Every C++ programmer has a different answer to these questions. If you're developing for a platform which doesn't support C++ exceptions, and you want to use a library which requires them, you're screwed. If you're developing for a platform which does support C++ exceptions, but your code eschews exceptions for certain reasons, you're also screwed: your codebase wasn't written to be exception safe. Even if you can use a library which chooses a different subset, the cooperation between the two feels somewhat grudging and mismatched.

The fact that a library is written in a given language is meaningless if everyone uses a different subset of that language. Thus, in language design, it is desirable to minimize features which are likely to be rejected. Languages should be restricted to the set of features which will be universally adopted by the user base. Can you imagine a Python library which eschews Python dictionaries and strings and invents its own from lists? Nobody does this — so at least when someone says something's written in Python we have that common ground, whereas when someone says something's written in C++ I have no idea how dictionaries, strings and lists will be represented (aside from a probably vain hope that it will use the STL).

This leads to the general concept of “cross-cutting considerations”. A cross-cutting consideration (CCC) is a consideration that affects essentially every line of code. A cross-cutting consideration is something that, if you change it, you basically have to throw away all of the code you've already written — or at least reread it all to ensure it's all still applicable, rewriting it where it isn't.

Changing the feature subset of a language you use is, of course, a cross-cutting consideration. See the lists for C and C++ above. Thus, the fewer cross-cutting considerations are necessary for programs written in a language, the more reusable code in that language is and the more likely you will be able to use any given library written in that language.

Take Python, for example. While everyone writing Python uses Python dictionaries, lists and strings, the I/O situation is much more bleak. If you want to do I/O in Python, you have so many options: normal synchronous I/O, Twisted, Stackless Python, the various Stackless Python-esque tasklet systems which can run on CPython, etc. This is a very big stain on Python and introduces massive cross-cutting consideration variation.

Go, on the other hand, doesn't have this problem. There is one way to do I/O in Go. Just like Python, nobody eschews Go slices (variable-length arrays) or maps (dictionaries); but in addition, nobody eschews the Go way of doing I/O either. This makes the statement “this library is written in Go” extremely meaningful, especially if you're doing a lot of network programming. The set of cross-cutting considerations is very small. Go's standard coding standard means that even coding style doesn't constitute a cross-cutting consideration, albeit by essentially fascist means. (Though Go code can be reformatted automatically. If you really hate the style, you can reformat it to what you like before working on it, then format it back before committing.)

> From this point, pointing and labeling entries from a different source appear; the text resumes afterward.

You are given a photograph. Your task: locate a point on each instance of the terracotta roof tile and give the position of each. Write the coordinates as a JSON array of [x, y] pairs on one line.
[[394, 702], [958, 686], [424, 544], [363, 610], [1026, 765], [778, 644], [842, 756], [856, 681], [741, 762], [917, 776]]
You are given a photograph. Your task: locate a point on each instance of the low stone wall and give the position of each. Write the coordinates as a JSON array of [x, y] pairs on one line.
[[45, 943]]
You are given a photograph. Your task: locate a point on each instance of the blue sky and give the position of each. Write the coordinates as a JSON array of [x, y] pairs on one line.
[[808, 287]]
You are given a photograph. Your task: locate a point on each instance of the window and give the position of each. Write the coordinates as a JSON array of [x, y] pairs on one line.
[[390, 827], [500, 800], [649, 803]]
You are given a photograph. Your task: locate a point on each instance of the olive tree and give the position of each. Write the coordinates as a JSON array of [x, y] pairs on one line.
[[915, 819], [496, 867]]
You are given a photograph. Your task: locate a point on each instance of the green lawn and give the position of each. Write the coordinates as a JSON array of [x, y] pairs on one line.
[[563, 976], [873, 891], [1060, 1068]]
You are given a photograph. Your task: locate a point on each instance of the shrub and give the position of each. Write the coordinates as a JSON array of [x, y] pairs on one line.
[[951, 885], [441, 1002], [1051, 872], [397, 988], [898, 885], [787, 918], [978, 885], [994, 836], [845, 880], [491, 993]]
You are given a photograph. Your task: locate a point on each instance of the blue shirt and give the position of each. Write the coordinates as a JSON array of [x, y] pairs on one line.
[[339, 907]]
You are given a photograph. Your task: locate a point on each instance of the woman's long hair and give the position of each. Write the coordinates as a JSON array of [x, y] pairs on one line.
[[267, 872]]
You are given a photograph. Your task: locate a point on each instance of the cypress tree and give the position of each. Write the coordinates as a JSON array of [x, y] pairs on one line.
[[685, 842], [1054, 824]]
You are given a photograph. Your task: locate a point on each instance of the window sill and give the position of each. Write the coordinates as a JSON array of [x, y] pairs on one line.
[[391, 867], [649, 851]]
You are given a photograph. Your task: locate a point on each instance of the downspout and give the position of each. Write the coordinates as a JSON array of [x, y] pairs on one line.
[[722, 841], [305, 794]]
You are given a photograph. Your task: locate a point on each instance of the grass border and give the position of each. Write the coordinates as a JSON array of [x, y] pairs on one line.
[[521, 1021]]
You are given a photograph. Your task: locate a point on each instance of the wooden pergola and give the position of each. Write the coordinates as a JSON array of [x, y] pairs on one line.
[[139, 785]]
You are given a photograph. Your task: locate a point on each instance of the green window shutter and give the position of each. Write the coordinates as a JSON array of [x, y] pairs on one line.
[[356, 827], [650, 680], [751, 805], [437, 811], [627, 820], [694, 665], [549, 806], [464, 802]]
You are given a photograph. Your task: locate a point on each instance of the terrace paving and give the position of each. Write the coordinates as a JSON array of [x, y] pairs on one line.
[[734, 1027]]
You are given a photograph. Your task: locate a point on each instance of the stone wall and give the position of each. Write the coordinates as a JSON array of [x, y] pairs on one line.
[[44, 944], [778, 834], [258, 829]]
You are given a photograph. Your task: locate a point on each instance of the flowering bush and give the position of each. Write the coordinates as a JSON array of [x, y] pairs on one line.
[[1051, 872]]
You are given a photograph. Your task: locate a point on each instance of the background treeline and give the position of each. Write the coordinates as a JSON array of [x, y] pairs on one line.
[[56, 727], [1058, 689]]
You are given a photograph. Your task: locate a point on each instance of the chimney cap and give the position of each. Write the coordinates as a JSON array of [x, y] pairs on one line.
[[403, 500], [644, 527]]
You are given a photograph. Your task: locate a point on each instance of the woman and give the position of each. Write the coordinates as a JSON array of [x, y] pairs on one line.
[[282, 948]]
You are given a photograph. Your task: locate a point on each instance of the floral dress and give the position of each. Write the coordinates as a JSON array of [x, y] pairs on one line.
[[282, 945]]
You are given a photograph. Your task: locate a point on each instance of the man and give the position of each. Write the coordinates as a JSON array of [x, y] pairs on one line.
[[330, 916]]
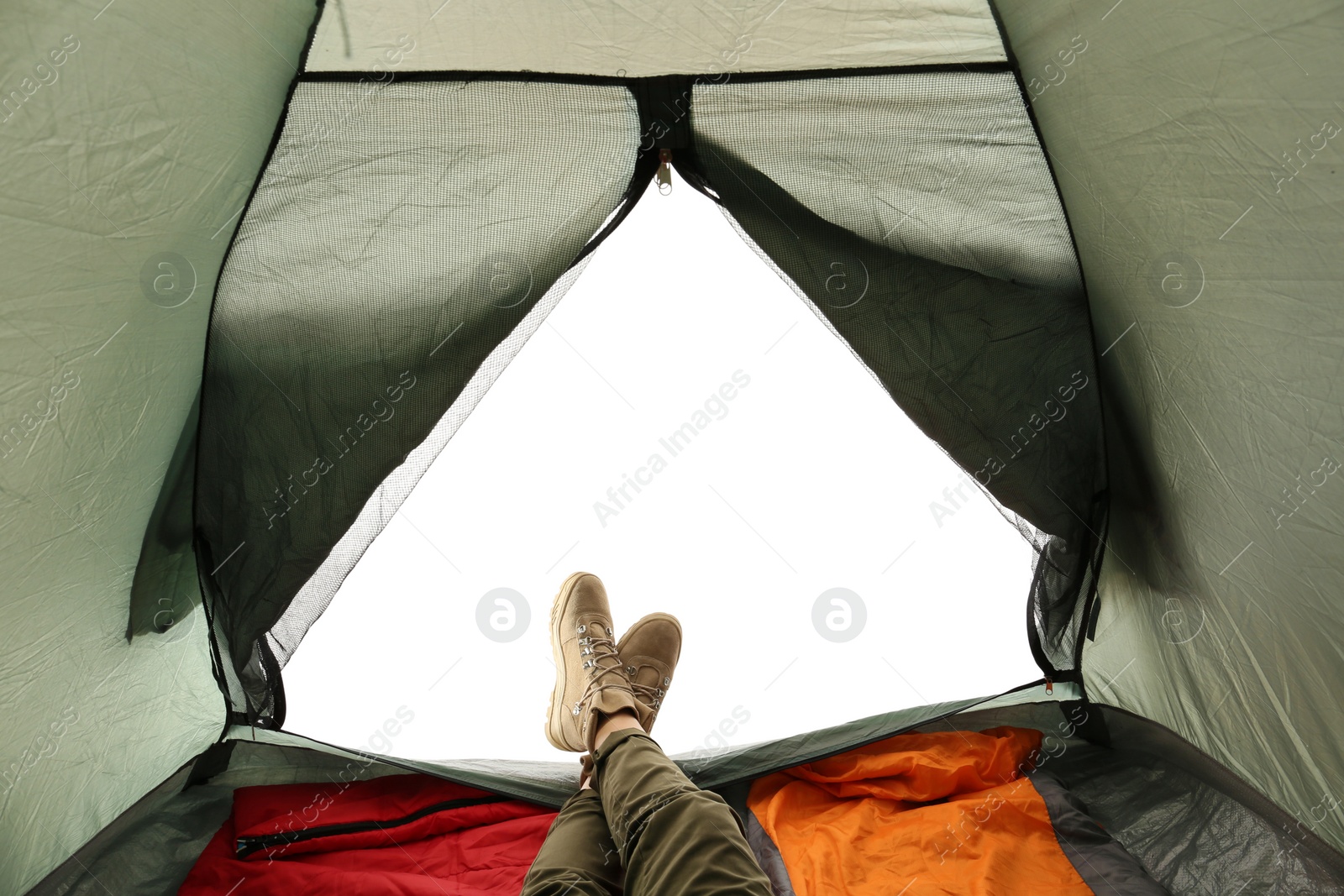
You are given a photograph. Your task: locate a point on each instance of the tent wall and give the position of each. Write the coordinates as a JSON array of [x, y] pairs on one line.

Another thing that helps Go is that, unlike C++, there is a great lack of tacked-on features which only some people choose to use. No strange, forgotten language features like method pointers or virtual inheritance.

But another cross-cutting consideration is integration nexuses. I already explained some of Go's integration nexuses: the expvars, flag and net/http packages. I think that rejection of these nexuses poses a threat to Go because it increases the number of cross-cutting considerations and thus decreases library compatibility and increases the potential reasons for library rejection, damaging and fracturing the ecosystem and making it not so much of a language as a family of languages. The sheer improbability of having to reject a library in favour of doing it yourself in Go is one of the things that makes Go so great — along with the sheer ease of bringing in libraries, thanks to the wholly-implicit, convention-based build and packaging system.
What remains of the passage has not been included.